If that scenario materializes, a decedent’s federal estate tax exemption would be the greater of:
- The TCJA exemption amount that was used to shelter earlier gifts, or
- The exemption amount that’s allowed in the post-TCJA year of death.
For example, in 2022, when the unified federal estate and gift tax exemption is $12.06 million, Alpha makes $10 million of taxable gifts. (These gifts are in excess of the $16,000 per-recipient annual gift tax exclusion for 2022.) Alpha passes away in 2026, and the unified exemption has reverted back to only $8 million. He leaves behind an estate with a fair market value of $5 million. What’s the 2026 federal estate tax liability for Alpha’s estate?
According to the proposed regulations, the $10 million of taxable gifts made in 2022 are added back to Alpha’s $5 million date-of-death estate resulting in a gross estate of $15 million. The estate tax liability of Alpha’s estate would then be calculated using a $10 million unified exemption. His estate would owe federal estate tax on $5 million ($15 million gross estate minus $10 million exemption). So, the $10 million of taxable gifts made while the larger TCJA unified exemption was in place wouldn’t increase the 2026 federal estate tax liability.

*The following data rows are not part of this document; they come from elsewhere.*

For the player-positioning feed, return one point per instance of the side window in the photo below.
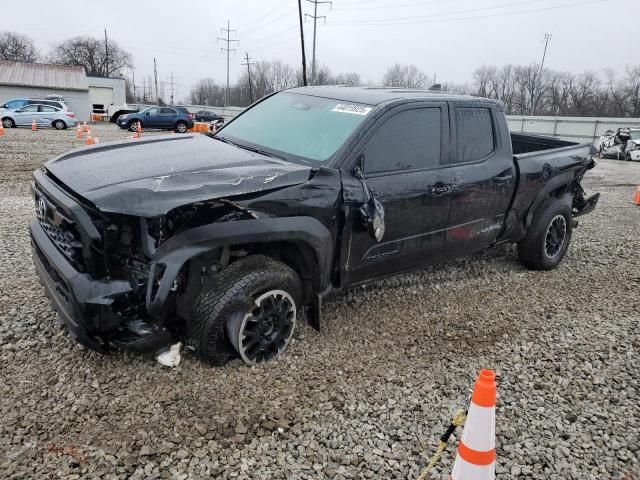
(408, 140)
(475, 136)
(16, 104)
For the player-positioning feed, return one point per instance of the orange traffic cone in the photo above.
(476, 456)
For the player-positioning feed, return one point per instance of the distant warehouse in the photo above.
(81, 93)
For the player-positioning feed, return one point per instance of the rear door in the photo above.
(26, 115)
(403, 154)
(152, 118)
(168, 117)
(47, 114)
(482, 177)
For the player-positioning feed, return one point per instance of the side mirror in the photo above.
(372, 212)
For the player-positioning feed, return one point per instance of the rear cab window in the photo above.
(475, 134)
(408, 140)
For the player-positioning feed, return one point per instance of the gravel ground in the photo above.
(368, 396)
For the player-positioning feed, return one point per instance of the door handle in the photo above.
(503, 179)
(439, 189)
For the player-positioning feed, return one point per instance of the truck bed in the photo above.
(544, 165)
(523, 144)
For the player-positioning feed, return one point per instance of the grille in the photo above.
(61, 230)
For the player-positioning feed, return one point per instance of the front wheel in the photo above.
(249, 309)
(548, 236)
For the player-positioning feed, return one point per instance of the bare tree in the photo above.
(91, 53)
(17, 47)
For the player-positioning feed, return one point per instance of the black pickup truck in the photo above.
(223, 240)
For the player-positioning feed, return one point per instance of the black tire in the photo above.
(229, 296)
(132, 126)
(548, 236)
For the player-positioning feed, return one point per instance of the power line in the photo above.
(402, 5)
(315, 21)
(547, 39)
(228, 41)
(445, 20)
(262, 17)
(443, 14)
(304, 59)
(248, 64)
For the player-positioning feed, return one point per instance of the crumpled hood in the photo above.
(152, 176)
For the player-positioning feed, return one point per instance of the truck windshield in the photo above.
(298, 127)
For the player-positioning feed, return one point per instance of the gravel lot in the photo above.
(368, 396)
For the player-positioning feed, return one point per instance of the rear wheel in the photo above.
(133, 125)
(249, 309)
(548, 236)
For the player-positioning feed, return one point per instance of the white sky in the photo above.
(450, 38)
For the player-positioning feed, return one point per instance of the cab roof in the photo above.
(378, 95)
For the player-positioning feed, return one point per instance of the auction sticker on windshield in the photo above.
(354, 109)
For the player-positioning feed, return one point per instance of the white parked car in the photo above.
(44, 115)
(632, 148)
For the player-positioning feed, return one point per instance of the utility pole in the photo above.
(534, 103)
(248, 64)
(304, 57)
(315, 21)
(106, 53)
(171, 82)
(228, 42)
(155, 74)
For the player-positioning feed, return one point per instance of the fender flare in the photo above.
(175, 252)
(562, 180)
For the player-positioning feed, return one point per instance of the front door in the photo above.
(26, 115)
(403, 160)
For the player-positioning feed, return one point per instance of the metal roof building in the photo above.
(37, 80)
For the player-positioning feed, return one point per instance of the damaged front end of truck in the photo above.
(119, 260)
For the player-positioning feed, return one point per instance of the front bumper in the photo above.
(81, 302)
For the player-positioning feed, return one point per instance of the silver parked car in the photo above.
(44, 115)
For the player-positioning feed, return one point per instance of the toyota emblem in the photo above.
(42, 208)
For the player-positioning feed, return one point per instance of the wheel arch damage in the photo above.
(303, 242)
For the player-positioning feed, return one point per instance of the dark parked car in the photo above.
(222, 240)
(207, 116)
(165, 118)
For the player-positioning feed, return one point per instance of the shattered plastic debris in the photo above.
(171, 357)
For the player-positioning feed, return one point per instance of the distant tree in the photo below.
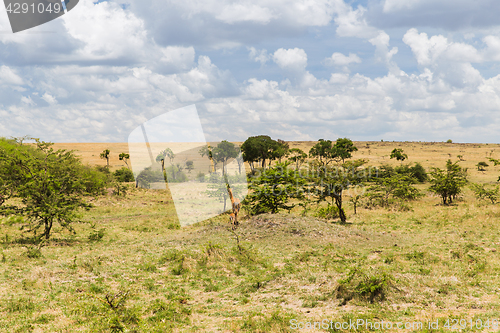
(149, 175)
(331, 181)
(326, 151)
(124, 157)
(281, 150)
(273, 190)
(207, 151)
(217, 188)
(483, 193)
(124, 175)
(398, 154)
(343, 148)
(224, 152)
(481, 165)
(323, 151)
(189, 166)
(105, 155)
(297, 156)
(494, 161)
(448, 183)
(166, 153)
(260, 149)
(391, 187)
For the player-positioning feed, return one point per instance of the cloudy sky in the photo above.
(420, 70)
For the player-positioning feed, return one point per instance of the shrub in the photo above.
(448, 183)
(96, 235)
(51, 184)
(200, 177)
(273, 190)
(483, 193)
(174, 174)
(328, 212)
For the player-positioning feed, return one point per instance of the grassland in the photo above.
(131, 268)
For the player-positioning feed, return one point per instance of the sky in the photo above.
(412, 70)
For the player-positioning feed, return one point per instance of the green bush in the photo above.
(124, 175)
(96, 235)
(200, 177)
(272, 190)
(358, 285)
(51, 185)
(149, 175)
(174, 174)
(328, 212)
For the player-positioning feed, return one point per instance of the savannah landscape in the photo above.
(130, 267)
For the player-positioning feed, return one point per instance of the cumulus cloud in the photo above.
(294, 59)
(258, 55)
(113, 67)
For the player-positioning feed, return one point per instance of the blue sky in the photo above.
(423, 70)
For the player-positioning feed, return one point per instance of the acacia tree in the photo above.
(167, 152)
(273, 189)
(281, 150)
(224, 152)
(105, 155)
(207, 151)
(326, 151)
(398, 154)
(51, 185)
(483, 193)
(481, 165)
(448, 183)
(297, 156)
(393, 186)
(332, 181)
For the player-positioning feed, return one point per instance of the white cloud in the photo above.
(9, 76)
(258, 55)
(291, 59)
(237, 12)
(49, 99)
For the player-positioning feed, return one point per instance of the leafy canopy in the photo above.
(52, 185)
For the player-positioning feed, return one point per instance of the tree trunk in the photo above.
(338, 202)
(48, 227)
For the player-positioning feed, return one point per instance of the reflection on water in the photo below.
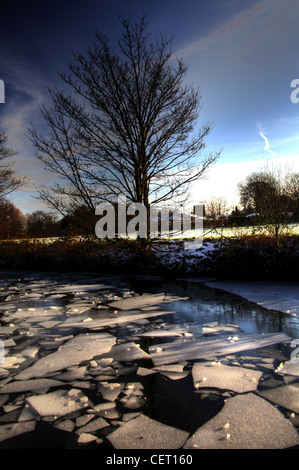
(206, 304)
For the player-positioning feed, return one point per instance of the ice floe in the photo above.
(146, 433)
(83, 356)
(280, 296)
(245, 422)
(143, 301)
(203, 348)
(58, 403)
(81, 348)
(216, 375)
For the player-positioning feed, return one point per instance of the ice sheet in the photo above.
(143, 301)
(167, 353)
(245, 422)
(59, 403)
(281, 296)
(81, 348)
(216, 375)
(146, 433)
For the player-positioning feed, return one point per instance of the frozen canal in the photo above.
(144, 363)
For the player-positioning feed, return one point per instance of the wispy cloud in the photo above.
(235, 23)
(262, 133)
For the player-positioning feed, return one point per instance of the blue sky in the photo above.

How would the tax situation differ if Alpha instead gives away $12.06 million in 2022 (the full amount of the unified federal estate and gift tax exemption under current law)? In this situation, his remaining estate in 2026 would be only $2.94 million ($15 million minus $12.06 million). To calculate the 2026 federal estate tax liability for the estate, the $12.06 million of taxable gifts made in 2022 are added back to Alpha’s $2.94 million date-of-death estate resulting in a gross estate of $15 million.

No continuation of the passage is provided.